There is now another drug nearing FDA approval, which will add to the choices of therapies for COPD sufferers, and it should help with patient compliance, since it is a once-a-day single drug. Previously, COPD patients had to deal with multiple drugs and a more complicated schedule.
The drug, which received a nearly unanimous vote from an FDA advisory panel is called olodaterol (brand name is Striverdi Respimat).
ACSH s Dr. Josh Bloom says olodaterol belongs to a class of drugs called long-acting beta-2 adrenergic agonists, mercifully abbreviated LABA. LABA s when combined with an inhalable steroid have long been a first line therapy for asthma, although there have recently been safety concerns about the use of LABA s alone in the treatment of asthma.
Rick Watson, MD, a pulmonologist in Findlay, Ohio, told MedPage Today [A] once-daily LABA could have a niche to streamline the regimen for patients who don't need a twice-daily inhaled corticosteroid and are on once-daily tiotropium (Spiriva). Compliance is always an issue. Anytime you start asking people to do something more than once a day you decrease compliance."
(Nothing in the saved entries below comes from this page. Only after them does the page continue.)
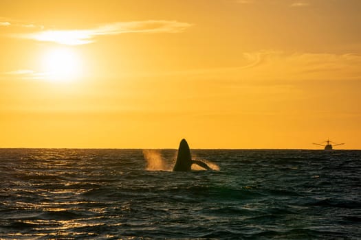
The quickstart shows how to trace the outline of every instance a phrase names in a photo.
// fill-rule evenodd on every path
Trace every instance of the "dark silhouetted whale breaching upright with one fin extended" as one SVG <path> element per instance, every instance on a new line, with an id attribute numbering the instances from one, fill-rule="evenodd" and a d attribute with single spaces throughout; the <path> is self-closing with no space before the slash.
<path id="1" fill-rule="evenodd" d="M 199 160 L 192 160 L 190 149 L 186 139 L 182 139 L 179 143 L 177 161 L 173 167 L 173 171 L 190 171 L 193 164 L 197 164 L 207 170 L 212 170 L 206 163 Z"/>

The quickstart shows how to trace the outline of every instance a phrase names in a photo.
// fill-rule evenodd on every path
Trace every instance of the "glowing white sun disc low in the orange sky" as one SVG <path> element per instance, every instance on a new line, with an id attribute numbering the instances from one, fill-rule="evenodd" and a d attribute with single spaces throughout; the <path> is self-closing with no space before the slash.
<path id="1" fill-rule="evenodd" d="M 43 56 L 43 71 L 49 80 L 71 81 L 80 75 L 80 60 L 72 49 L 51 49 Z"/>

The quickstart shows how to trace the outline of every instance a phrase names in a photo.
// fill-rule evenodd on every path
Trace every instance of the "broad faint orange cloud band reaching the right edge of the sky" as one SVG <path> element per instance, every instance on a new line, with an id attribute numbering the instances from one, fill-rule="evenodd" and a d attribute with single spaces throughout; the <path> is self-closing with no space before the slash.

The primary endpoint for the study was forced expiratory volume over 1 second (FEV1), a standard measure of lung function. Patients who inhaled the drug showed significantly better lung function than those who received placebo.
There are multiple bronchodilators available for the treatment of COPD. The relative utility of these therapies will only be known after post-marketing studies after many more patients have tried the drug. Whether olodaterol will be useful as a stand-alone therapy for bronchial asthma remains to be seen.